By this time the river had risen to such an extent that Sandgrub could heave short her cable without the risk of running aground again.

“Good old Excelsior!” exclaimed Viner. “Here we are in the same benighted spot that we were twelve hours ago.”

“Up and down, sir!” announced the petty officer, superintending the weighing operations.

The lieutenant gave order for half-speed ahead, and gradually gathering way, the gunboat resumed her cautious progress.

V

Three days later Sandgrub anchored for the night within ten miles of the site of Blakeborough’s factory, which, although the ship’s company did not know of it, was now a heap of smoking ruins.

Greatly against his inclinations, Lieutenant-commander Wilverley had decided against covering the last lap during the hours of darkness. It was reputed to be a particularly tricky stretch of the river, and it would be unlucky for the gunboat if she ran hard aground within range of the bandit Fu-so-li’s guns.

Raxworthy was still on the sick list, and reclining on a mattress on the quarter-deck. The doctor had promised to return him to duty on the morrow, when serious work might be expected.

His servant brought him his dinner.

“Soup, sir? Mock Turtle?”

The midshipman looked at the greasy liquid and shook his head.

“Take it away, Saunderson,” he exclaimed.

“You’re losing your appetite, sir,” observed the man. “Ti-so’s put some good stuff into it, so he says.”

“Away with it,” decided Raxworthy firmly.

He turned down the fish, but managed to eat a little quail. Somehow he felt off colour.

At eight bells the relieved officer-of-the-watch went below to a belated dinner. Soon afterwards Raxworthy dozed.

He was awakened by someone touching his shoulder.

“What is it?” he asked drowsily.

“Queer goings on, sir,” replied the chief petty officer. “Mr. Viner’s fallen asleep outside the chartroom, and three officers below are blind to the world!”

“What! three sheets in the wind?”

“No, sir; sort of in a trance. Even the surgeon-lieutenant. We’ve been trying to rouse them, but it’s no good.”

Raxworthy sat bolt upright.

“Officer-of-the-watch too!” he exclaimed. “All right, I’ll come along.”

He made his way to the bridge. The leading signalman and the quartermaster of the watch had carried Viner into the chartroom and laid him on the settee. His eyes were closed, and he was breathing stertorously.

His breath did not smell of spirits. The midshipman raised the unconscious officer’s arm and let it drop. It fell as if it were as heavy as lead.

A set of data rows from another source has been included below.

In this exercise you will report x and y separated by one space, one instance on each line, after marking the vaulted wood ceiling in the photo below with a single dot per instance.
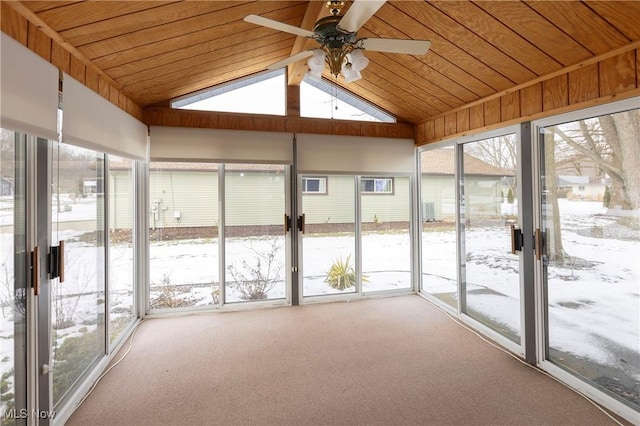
158 50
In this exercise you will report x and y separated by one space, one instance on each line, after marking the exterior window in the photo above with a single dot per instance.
377 185
314 185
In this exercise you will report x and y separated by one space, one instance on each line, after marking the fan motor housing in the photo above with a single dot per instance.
328 33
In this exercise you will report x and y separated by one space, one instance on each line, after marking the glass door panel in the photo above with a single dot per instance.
255 244
438 221
77 305
489 206
13 268
591 226
183 235
329 238
121 247
386 237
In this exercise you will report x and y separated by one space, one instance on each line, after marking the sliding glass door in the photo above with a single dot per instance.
183 235
590 221
438 224
78 275
329 235
255 247
357 234
488 208
191 266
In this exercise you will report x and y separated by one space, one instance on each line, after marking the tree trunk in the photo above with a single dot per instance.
553 235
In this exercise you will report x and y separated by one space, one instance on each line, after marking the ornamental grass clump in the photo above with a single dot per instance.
341 274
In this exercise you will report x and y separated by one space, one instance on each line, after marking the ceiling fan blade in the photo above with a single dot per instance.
359 13
391 45
290 60
270 23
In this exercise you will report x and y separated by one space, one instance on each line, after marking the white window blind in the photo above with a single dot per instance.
359 155
93 122
182 143
29 95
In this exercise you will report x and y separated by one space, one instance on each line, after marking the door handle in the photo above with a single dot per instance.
538 236
56 262
35 271
517 239
287 223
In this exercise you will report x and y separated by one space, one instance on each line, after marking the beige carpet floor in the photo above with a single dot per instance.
388 361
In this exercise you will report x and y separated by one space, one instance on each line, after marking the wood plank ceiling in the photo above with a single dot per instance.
159 50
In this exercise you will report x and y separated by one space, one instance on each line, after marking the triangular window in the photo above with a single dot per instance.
322 99
262 93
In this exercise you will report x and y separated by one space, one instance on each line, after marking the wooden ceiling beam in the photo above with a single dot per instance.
315 10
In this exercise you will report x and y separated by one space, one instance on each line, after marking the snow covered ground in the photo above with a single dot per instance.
594 312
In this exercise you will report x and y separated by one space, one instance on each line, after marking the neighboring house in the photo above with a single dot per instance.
483 186
6 187
588 188
186 195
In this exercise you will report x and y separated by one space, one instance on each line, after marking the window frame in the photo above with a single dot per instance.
375 180
322 190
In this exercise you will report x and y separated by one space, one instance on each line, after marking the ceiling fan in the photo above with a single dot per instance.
340 46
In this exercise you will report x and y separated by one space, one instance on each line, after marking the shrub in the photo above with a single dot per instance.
341 274
606 198
255 278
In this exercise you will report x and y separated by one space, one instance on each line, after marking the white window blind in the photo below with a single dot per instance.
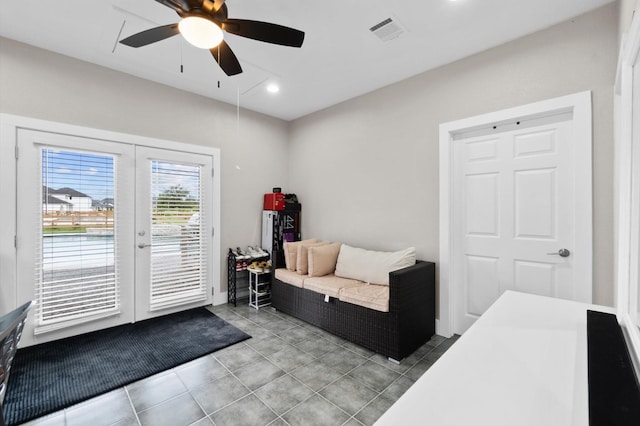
178 241
77 261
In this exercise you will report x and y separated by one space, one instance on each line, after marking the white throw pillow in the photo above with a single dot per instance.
302 259
372 266
291 252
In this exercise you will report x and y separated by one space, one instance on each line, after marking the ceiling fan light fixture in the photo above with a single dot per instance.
200 32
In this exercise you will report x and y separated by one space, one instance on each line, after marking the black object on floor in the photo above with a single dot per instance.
51 376
614 393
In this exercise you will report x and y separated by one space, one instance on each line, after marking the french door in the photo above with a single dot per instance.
173 235
109 233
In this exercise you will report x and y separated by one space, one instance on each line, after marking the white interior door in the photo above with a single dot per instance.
174 231
514 221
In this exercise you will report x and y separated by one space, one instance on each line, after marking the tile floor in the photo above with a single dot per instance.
289 373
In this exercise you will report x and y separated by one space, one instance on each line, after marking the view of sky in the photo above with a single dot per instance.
90 174
93 174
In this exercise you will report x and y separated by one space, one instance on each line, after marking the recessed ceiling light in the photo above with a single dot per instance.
273 88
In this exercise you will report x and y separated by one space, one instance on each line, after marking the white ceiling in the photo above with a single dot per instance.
340 58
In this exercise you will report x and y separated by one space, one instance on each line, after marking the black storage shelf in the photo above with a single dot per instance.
238 280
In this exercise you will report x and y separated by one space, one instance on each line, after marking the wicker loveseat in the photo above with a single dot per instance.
407 324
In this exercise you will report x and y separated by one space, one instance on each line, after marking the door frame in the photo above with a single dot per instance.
580 105
9 126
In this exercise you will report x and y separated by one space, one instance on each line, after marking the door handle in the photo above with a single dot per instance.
561 253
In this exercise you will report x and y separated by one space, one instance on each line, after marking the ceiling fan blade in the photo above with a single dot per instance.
151 36
264 31
227 60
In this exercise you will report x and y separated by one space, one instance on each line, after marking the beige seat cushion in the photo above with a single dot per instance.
322 259
291 253
302 260
289 277
368 295
330 285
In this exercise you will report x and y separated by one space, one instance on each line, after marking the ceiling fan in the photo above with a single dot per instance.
202 24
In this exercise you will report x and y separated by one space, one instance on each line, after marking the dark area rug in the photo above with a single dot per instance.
51 376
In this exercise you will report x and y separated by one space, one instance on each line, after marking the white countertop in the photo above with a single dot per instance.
524 362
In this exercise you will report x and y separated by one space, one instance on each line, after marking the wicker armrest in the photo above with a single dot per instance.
411 286
412 305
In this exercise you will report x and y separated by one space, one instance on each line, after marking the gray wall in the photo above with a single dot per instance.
366 170
45 85
627 9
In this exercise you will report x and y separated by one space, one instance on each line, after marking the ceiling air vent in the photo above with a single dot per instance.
387 30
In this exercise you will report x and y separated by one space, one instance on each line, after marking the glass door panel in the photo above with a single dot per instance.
174 231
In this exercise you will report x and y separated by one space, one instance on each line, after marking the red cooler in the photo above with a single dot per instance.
274 201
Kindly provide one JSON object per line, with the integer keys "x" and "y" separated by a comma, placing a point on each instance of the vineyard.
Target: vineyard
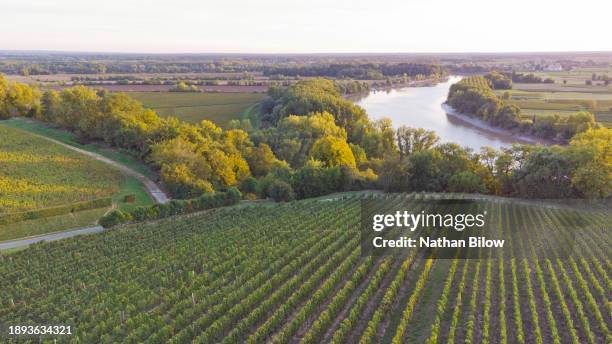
{"x": 37, "y": 174}
{"x": 294, "y": 273}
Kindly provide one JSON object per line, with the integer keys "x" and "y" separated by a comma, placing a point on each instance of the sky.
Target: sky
{"x": 313, "y": 26}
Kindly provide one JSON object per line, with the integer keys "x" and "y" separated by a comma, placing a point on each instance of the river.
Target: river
{"x": 421, "y": 107}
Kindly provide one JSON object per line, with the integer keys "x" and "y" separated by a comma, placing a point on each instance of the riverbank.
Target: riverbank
{"x": 355, "y": 97}
{"x": 484, "y": 126}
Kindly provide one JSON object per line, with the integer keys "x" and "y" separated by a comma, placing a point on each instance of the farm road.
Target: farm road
{"x": 49, "y": 237}
{"x": 158, "y": 195}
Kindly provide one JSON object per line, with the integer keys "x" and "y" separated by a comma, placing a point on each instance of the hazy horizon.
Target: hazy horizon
{"x": 316, "y": 27}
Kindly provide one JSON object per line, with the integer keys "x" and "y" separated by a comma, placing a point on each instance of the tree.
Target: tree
{"x": 424, "y": 171}
{"x": 411, "y": 140}
{"x": 467, "y": 182}
{"x": 261, "y": 160}
{"x": 544, "y": 174}
{"x": 591, "y": 153}
{"x": 332, "y": 151}
{"x": 4, "y": 99}
{"x": 281, "y": 191}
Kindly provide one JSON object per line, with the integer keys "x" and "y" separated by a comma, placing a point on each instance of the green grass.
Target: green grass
{"x": 70, "y": 139}
{"x": 219, "y": 108}
{"x": 132, "y": 186}
{"x": 542, "y": 99}
{"x": 38, "y": 174}
{"x": 124, "y": 185}
{"x": 285, "y": 264}
{"x": 50, "y": 224}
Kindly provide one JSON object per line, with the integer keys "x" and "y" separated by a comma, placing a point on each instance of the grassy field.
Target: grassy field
{"x": 564, "y": 99}
{"x": 70, "y": 139}
{"x": 36, "y": 174}
{"x": 51, "y": 224}
{"x": 219, "y": 108}
{"x": 288, "y": 273}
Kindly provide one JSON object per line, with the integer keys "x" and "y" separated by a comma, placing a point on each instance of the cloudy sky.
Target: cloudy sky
{"x": 298, "y": 26}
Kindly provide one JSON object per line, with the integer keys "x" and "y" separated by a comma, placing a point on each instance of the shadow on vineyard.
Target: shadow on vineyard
{"x": 295, "y": 272}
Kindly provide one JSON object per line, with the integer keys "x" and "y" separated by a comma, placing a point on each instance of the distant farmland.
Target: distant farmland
{"x": 219, "y": 108}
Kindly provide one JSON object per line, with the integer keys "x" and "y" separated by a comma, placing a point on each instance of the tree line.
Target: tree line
{"x": 311, "y": 141}
{"x": 361, "y": 71}
{"x": 474, "y": 95}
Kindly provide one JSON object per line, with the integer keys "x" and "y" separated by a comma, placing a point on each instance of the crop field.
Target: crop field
{"x": 36, "y": 174}
{"x": 293, "y": 272}
{"x": 219, "y": 108}
{"x": 562, "y": 103}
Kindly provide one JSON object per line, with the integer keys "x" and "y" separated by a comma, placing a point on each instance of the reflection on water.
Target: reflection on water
{"x": 420, "y": 107}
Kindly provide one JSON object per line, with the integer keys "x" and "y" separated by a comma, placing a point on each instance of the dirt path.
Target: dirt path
{"x": 49, "y": 237}
{"x": 156, "y": 193}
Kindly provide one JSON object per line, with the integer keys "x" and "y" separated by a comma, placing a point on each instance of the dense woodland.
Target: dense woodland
{"x": 312, "y": 141}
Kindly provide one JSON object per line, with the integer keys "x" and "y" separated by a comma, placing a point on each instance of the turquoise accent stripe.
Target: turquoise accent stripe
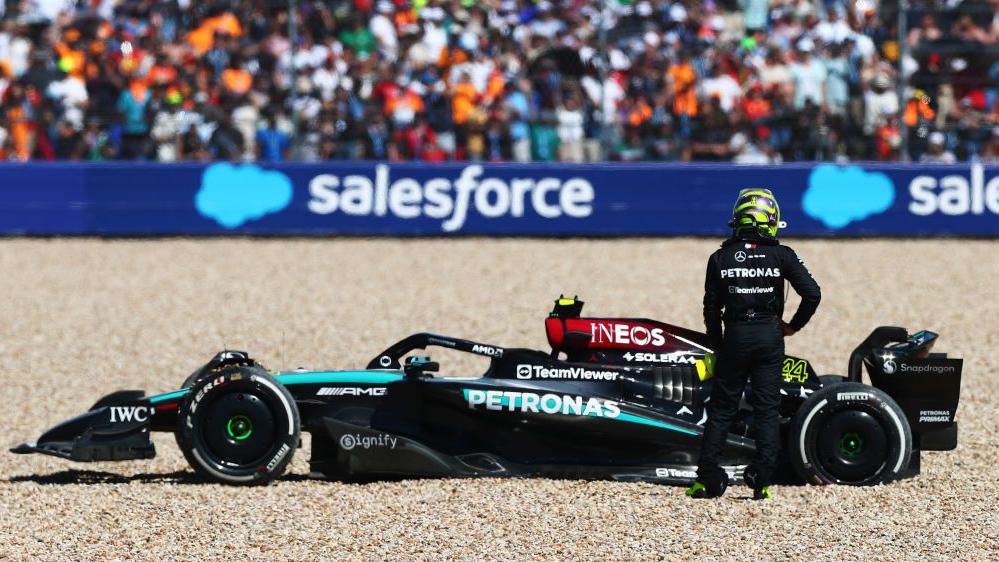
{"x": 167, "y": 396}
{"x": 646, "y": 421}
{"x": 314, "y": 377}
{"x": 623, "y": 416}
{"x": 334, "y": 377}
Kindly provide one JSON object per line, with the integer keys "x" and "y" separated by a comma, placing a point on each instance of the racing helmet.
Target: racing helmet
{"x": 756, "y": 212}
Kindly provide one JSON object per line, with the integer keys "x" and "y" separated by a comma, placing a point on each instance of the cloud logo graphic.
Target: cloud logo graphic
{"x": 232, "y": 195}
{"x": 837, "y": 195}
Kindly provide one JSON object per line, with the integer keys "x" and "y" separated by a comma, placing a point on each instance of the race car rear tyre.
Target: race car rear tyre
{"x": 239, "y": 426}
{"x": 849, "y": 433}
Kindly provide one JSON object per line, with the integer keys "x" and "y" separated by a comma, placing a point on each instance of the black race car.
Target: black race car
{"x": 614, "y": 398}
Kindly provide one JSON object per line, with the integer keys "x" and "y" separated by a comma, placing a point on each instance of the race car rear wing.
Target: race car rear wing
{"x": 925, "y": 385}
{"x": 389, "y": 359}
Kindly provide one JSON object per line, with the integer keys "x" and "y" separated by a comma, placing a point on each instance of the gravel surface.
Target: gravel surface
{"x": 86, "y": 317}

“Drugged!” decided Raxworthy.

“And the rest of the officers are in the same boat, sir!” declared the chief petty officer.

“How about the ratings; are any of them affected?” asked the midshipman.

“They’ve their own cooks—not a galley run by a crowd of Chinks, sir,” rejoined the C.P.O. darkly.

“So that’s what you think? Good; pass the word for Ming and Ti-so.”

Quickly the captain’s steward appeared with his characteristic bland expression.

Ti-so was nowhere to be found. It was afterwards discovered that the look-out had seen a sampan pass just before midnight. They had also heard a splash, but paid no particular attention to it, thinking that it was caused by a fish.

“Where’s Ti-so, Ming?” demanded Raxworthy.

“Honourable sir, I know not,” replied the head messman. “P’laps he in his bunk.”

“He ain’t,” declared the chief petty officer.

“Who served the officers’ dinner, Ming?” pursued the midshipman.

“Ti-so, honourable sir. I say to captain, ‘Me no well; no can do’. He say, ‘Velly good, lay off’, so I lay off till you send for me.”

“Jolly fortunate for me I didn’t have that confounded soup,” thought Raxworthy. “Well, I’m taking no chances. I’ll put Ming under arrest.”

The Chinaman was taken for’ard and placed behind the screen under the charge of an armed seaman.

Raxworthy then went below to the wardroom, where he found that Poundall and the doctor had been lifted upon the settees. On the deck cards lay scattered. Obviously the effect of the drug had a delayed action, since it was after dinner, and the two officers were playing cards, when unconsciousness suddenly overtook them.

Wilverley, too, had gone to his cabin, and was writing a letter before he, too, collapsed. He hadn’t even a chance to ring the bell for assistance.